American documentary web series

Moment of Truth is a five-episode American documentary series that explores the murder of James R. Jordan Sr., the father of Michael Jordan, in 1993. It premiered on IMDb TV on April 21, 2021.

==Premise==
It is the story behind the murder of James Jordan in North Carolina, as well as the subsequent trial.

==Episodes==

| No. in season | Title | Length (minutes) |
| 1 | "Chapter One - An Unfillable Void" | TBA |
James Jordan, the father of the most famous basketball player on the planet, is found dead in a swamp in South Carolina resulting in a multi-state manhunt searching for his killer.
| 2 | "Chapter Two - The Most Dangerous County In America" | TBA |
It is revealed that James Jordan was killed in Robeson County, North Carolina. We look into the dark history of this rural area on the southern border of the state, one filled with crime, racial injustice and corruption in law enforcement.
| 3 | "Chapter Three - The Wronged Man" | TBA |
Daniel Green tells his story after being arrested for the murder. We examine his life, as both sides prepare their cases for trial.
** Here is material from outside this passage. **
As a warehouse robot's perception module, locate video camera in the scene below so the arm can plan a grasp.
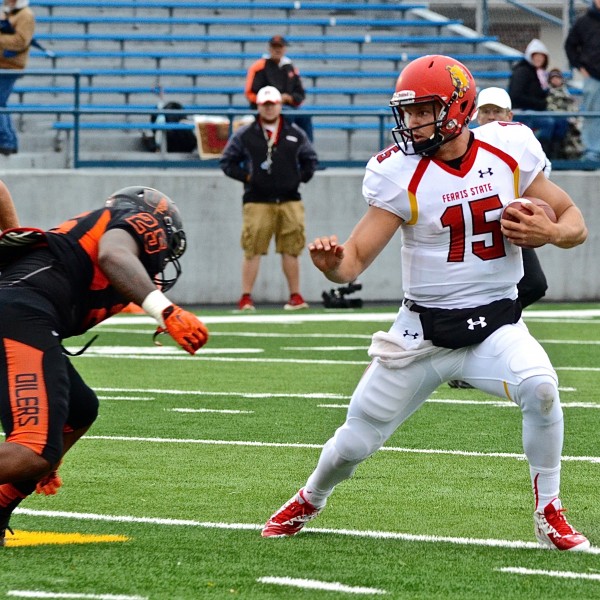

While Daniel declares his innocence, Larry Demery takes a plea deal and prepares to testify against him.
| 4 | "Chapter Four - Best Friends" | TBA |
Larry takes the stand and pins the murder on Daniel. The defense makes their case, but we learn the jury did not hear all the evidence, and one piece of information brings the entire case into doubt.
| 5 | "Chapter Five - Can The Truth Set You Free" | TBA |
Daniel and Larry begin their prison sentences and Daniel continues to maintain his innocence. Daniel finds an advocate in Christine Mumma. Christine re-evaluates the case in an effort to receive a new hearing from the courts.

==Reception==
Richard Roeper awarded Moment of Truth 3 and 1/2 out of 4 stars and called the series, "a stunningly revelatory five-part IMDb TV documentary series." The series currently sits at 100% fresh rating on Rotten Tomatoes based on 5 reviews.